Anthropic’s response
Anthropic is complying with the directive while publicly fighting the rationale. That’s a delicate line to walk.
Their statement calls the situation a “misunderstanding” and says they’re “working to restore access as soon as possible.” But they also make a pointed argument: if a narrow jailbreak justifies recalling a commercial product deployed to hundreds of millions of people, then no new frontier model ever ships again.
That’s not hyperbole. Every AI model has non-universal jailbreaks. It’s the nature of the technology. In other words, if the standard is “any jailbreak = government recall,” then OpenAI, Google, Meta, and every other frontier lab is one demonstration away from losing their products too.
Anthropic also points out that its pre-launch testing included thousands of hours of red-teaming with the US government, UK AI Safety Institute, and multiple third parties. No tester found a universal jailbreak. The safeguards were, in Anthropic’s words, “substantially more effective than those of any previously deployed model.”
The political backdrop
This doesn’t happen in a vacuum. The Trump administration has been butting heads with Anthropic for months.
In February, Defense Secretary Pete Hegseth threatened to cut Anthropic out of the DoD supply chain unless the company dropped its AI safety restrictions. Anthropic refused. Trump then ordered US government agencies to stop using Anthropic models.
But here’s the thing. Anthropic also has a partnership with Palantir to provide Claude for classified military missions. The Pentagon’s own CTO reportedly said Anthropic is “still blacklisted” but that Mythos is “a separate issue.”
So you’ve got a company that’s simultaneously providing AI to classified US military operations and getting its best models killed by a different arm of the same government. The contradictions are wild.
What this means for Claude users
If you use Claude Sonnet, Opus, or Haiku, nothing changes. Those models are unaffected.
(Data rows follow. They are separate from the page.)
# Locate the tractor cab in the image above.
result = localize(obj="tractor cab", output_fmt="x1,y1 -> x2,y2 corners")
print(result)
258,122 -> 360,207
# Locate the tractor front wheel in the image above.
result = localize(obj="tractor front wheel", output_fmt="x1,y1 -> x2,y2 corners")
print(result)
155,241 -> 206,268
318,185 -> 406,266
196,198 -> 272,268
If you were using Fable 5, you lost access on Thursday night. No warning, no migration path, just gone.
If you’re outside the US, you were already going to lose access under the directive. But Anthropic’s inability to separate users by citizenship means American users got caught in the blast radius too.
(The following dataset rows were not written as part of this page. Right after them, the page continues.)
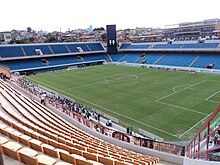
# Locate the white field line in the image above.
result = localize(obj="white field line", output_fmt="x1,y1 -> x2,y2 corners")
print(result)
173,84 -> 188,93
179,112 -> 212,138
205,100 -> 219,104
27,78 -> 178,138
205,91 -> 220,101
63,81 -> 104,91
59,68 -> 156,91
155,80 -> 207,102
156,101 -> 208,115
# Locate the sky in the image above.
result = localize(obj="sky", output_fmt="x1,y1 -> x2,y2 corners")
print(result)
0,0 -> 220,31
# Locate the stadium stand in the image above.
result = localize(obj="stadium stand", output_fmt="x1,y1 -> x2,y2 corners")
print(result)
0,45 -> 24,58
0,78 -> 159,165
22,44 -> 52,56
153,44 -> 183,49
181,43 -> 218,49
0,40 -> 220,165
156,53 -> 197,67
192,53 -> 220,69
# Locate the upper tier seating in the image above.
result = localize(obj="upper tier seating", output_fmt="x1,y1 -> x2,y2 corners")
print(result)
153,44 -> 183,49
86,43 -> 104,51
181,43 -> 218,48
120,43 -> 150,49
0,80 -> 159,165
49,44 -> 70,54
119,43 -> 219,49
1,53 -> 109,71
0,42 -> 105,58
22,45 -> 53,56
192,53 -> 220,69
0,45 -> 24,58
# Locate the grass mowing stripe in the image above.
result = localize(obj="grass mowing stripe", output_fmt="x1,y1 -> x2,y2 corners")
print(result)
26,78 -> 178,138
27,65 -> 220,140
Anthropic says it’s working to restore access. The company promised more details within 24 hours of its initial statement (posted around 12:50 AM ET on June 13). Watch for that.
What comes next
This is the story that’s going to define AI policy for the next year. Not because of what happened to Anthropic specifically, but because of the precedent.
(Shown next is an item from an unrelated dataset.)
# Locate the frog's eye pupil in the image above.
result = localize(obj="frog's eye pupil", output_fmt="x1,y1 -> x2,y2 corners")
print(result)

If export controls can shut down a live AI product, every frontier lab is now operating under a new constraint. The question isn’t “can we build it?” anymore. It’s “will the government let us ship it?” Export controls just became the most powerful chokepoint in AI. Not compute. Not talent. Access.
For now, the biggest question is whether Anthropic can convince the Commerce Department that the jailbreak threat doesn’t warrant a full product recall. Because the company’s argument is strong: the vulnerabilities are minor, they’re already known, and competing models can do the same thing without any bypass.
But “strong argument” and “government action” don’t always intersect the way you’d expect.
I’ll update this post when Anthropic drops their follow-up statement. If you rely on Fable 5 for work, Sonnet and Opus are still running and worth switching to in the meantime.